DocsFlow API is a FastAPI-based backend service for uploading, storing and processing documents.
Current MVP scope includes user authentication, document upload, local file storage, asynchronous processing with Celery, processing job tracking, and local text extraction for supported document types.
| Category | Technologies |
|---|---|
| Language | Python 3.12 |
| Framework | FastAPI |
| Database | PostgreSQL, SQLAlchemy 2, Alembic |
| Queue | Celery, Redis |
| PDF Extraction | PyMuPDF |
| OCR | Tesseract |
| Testing | Pytest |
| Infrastructure | Docker Compose v2 |
- User registration with email and password
- Password hashing with bcrypt
- JWT access token authentication
- Current user endpoint
Supported file types:
- PDF:
application/pdf - JPEG:
image/jpeg - PNG:
image/png
Upload validation includes:
- MIME type validation
- File signature validation
- Empty file rejection
- Maximum file size limit
- Per-user upload rate limiting
- Duplicate document detection by SHA-256 checksum
Each uploaded document has one processing mode:
| Mode | Description |
|---|---|
standard |
Default processing |
confidential |
Guarantees no external AI or third-party API is used |
In the current MVP, both modes use local processing only.
After upload, the API creates a ProcessingJob and sends it to Celery.
Processing job statuses: pending / running / completed / failed
Document statuses: uploaded / processing / completed / failed
Processing includes:
- Retry support
- Retry delay
- Soft and hard task time limits
- Error message persistence
- Manual reprocess endpoint for failed documents
| File type | Method |
|---|---|
| Text extracted from PDF text layer via PyMuPDF | |
| JPG / PNG | Text extracted locally via Tesseract OCR |
Extracted text is stored in documents.raw_text.
Limitation: scanned PDFs without a text layer are not OCR-processed yet.

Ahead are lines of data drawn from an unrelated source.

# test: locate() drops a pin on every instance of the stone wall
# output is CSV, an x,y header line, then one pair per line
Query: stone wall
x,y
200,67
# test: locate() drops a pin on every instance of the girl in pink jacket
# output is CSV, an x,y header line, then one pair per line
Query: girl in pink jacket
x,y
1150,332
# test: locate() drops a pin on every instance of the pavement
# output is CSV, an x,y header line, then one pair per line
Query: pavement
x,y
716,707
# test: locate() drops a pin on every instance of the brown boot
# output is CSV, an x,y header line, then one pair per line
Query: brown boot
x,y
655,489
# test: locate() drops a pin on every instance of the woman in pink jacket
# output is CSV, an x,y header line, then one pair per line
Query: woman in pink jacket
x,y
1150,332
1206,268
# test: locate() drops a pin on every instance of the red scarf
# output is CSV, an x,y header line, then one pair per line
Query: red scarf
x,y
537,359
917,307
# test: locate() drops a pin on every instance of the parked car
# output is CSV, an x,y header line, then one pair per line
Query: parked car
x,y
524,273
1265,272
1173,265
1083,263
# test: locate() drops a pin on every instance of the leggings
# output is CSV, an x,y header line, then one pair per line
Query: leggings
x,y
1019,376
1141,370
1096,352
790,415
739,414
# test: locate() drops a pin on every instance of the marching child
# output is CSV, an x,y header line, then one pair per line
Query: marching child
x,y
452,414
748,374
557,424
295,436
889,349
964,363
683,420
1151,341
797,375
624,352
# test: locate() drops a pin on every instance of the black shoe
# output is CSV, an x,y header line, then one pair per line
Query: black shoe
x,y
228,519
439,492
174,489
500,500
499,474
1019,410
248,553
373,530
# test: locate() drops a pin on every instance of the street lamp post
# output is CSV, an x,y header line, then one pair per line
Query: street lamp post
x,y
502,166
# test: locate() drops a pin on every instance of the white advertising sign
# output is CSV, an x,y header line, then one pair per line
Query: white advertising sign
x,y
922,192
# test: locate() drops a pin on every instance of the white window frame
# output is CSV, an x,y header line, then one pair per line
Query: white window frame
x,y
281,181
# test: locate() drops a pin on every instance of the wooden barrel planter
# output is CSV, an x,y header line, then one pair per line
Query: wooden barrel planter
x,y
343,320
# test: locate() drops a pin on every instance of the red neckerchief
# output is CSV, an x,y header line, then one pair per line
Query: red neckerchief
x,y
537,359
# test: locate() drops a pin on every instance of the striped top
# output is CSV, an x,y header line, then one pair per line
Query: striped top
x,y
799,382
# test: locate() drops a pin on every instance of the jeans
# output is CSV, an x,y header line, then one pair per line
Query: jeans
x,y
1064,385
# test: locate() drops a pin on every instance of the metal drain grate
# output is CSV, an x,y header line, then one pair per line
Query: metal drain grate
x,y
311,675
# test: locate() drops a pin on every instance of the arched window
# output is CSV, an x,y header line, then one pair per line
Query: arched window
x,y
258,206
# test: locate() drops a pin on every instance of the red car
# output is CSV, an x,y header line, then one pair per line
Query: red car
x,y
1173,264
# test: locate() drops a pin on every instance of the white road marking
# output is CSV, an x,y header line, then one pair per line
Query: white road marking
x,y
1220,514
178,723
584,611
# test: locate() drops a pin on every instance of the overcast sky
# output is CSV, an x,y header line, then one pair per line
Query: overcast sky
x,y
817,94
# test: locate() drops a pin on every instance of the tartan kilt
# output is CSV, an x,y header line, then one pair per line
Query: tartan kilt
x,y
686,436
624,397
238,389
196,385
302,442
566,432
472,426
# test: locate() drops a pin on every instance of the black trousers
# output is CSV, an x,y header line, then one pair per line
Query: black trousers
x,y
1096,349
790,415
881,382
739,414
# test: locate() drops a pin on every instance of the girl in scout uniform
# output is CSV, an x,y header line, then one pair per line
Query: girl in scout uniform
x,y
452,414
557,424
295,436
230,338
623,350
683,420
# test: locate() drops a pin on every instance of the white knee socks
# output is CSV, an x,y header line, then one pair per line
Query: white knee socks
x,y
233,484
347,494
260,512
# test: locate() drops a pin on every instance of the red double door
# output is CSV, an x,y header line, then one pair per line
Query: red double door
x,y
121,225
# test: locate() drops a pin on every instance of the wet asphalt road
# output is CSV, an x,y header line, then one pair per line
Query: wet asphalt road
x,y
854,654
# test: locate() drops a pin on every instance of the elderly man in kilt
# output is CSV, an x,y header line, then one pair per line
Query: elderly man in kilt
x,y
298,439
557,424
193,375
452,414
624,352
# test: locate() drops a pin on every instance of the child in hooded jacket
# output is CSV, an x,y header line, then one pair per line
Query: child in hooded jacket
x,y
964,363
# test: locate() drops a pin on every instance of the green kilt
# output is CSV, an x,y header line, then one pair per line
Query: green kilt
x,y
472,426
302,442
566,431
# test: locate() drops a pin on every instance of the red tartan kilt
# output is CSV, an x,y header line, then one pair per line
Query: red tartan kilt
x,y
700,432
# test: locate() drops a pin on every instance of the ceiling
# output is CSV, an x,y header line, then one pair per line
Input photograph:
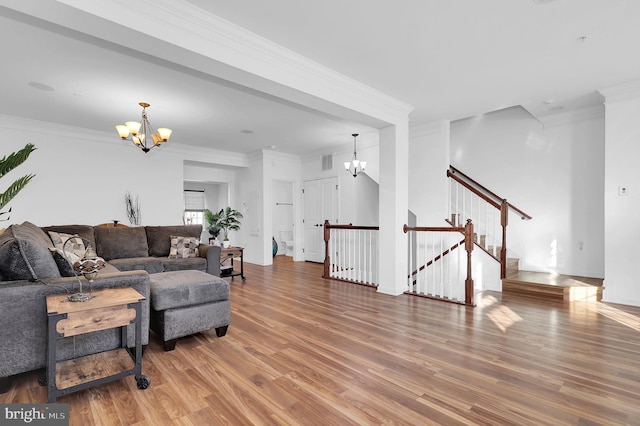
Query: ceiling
x,y
448,59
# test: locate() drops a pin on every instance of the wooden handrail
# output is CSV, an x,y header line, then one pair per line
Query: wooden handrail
x,y
435,259
350,226
468,241
326,271
473,186
406,229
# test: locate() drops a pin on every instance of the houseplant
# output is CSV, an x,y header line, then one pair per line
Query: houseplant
x,y
212,221
8,163
229,221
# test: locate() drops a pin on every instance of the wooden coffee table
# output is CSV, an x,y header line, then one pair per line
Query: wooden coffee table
x,y
110,308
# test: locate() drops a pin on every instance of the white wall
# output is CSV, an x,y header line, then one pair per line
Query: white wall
x,y
283,209
82,177
554,173
357,197
428,163
621,211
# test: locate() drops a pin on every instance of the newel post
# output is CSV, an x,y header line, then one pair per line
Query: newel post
x,y
468,246
327,260
504,220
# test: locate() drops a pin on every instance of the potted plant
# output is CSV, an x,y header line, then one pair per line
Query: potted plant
x,y
213,222
230,221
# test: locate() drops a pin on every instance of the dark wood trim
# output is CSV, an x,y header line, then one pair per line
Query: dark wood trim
x,y
473,183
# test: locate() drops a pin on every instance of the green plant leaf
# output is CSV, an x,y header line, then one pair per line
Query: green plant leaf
x,y
13,190
13,160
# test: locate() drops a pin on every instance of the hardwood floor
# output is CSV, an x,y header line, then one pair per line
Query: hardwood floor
x,y
306,351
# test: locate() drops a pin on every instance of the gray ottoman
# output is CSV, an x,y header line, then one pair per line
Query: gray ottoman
x,y
188,302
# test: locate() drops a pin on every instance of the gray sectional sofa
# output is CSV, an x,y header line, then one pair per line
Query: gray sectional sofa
x,y
30,269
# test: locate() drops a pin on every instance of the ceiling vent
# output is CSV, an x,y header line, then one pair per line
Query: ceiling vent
x,y
327,162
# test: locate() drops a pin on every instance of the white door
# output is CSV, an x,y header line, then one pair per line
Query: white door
x,y
320,204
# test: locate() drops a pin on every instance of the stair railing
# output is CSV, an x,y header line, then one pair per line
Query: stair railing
x,y
351,253
471,200
438,267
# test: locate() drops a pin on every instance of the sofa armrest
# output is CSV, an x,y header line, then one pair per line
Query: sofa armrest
x,y
212,254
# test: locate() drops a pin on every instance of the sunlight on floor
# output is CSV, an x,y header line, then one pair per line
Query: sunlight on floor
x,y
616,314
502,316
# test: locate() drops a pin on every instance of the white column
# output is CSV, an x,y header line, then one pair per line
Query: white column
x,y
394,205
621,226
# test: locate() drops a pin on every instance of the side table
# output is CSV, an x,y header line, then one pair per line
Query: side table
x,y
110,308
230,253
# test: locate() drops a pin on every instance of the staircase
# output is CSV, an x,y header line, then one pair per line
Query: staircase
x,y
490,213
567,288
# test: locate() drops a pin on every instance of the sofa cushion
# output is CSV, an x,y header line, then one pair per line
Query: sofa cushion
x,y
83,231
121,243
152,265
64,263
69,244
25,254
183,247
186,288
159,237
197,263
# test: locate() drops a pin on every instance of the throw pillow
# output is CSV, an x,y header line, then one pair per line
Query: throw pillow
x,y
182,247
65,265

OCR fallback for scanned PDF pages should be implemented as a separate improvement.
app/
api/
v1/
routes_auth.py
routes_documents.py
routes_users.py
core/
config.py
db/
session.py
base.py
models/
user.py
document.py
processing_job.py
schemas/
services/
uploads.py
storage.py
processing_jobs.py
text_extraction.py
tasks/
documents.py
worker.py
main.py
alembic/
tests/
docker-compose.yml
Dockerfile
Create a local environment file:
cp .env.example .envStart the stack:
docker compose up --build| Resource | URL |
|---|---|
| API | http://localhost:8000 |
| Interactive docs | http://localhost:8000/docs |
Health check:
curl http://localhost:8000/health
# {"status":"ok"}The API container runs database migrations automatically on startup.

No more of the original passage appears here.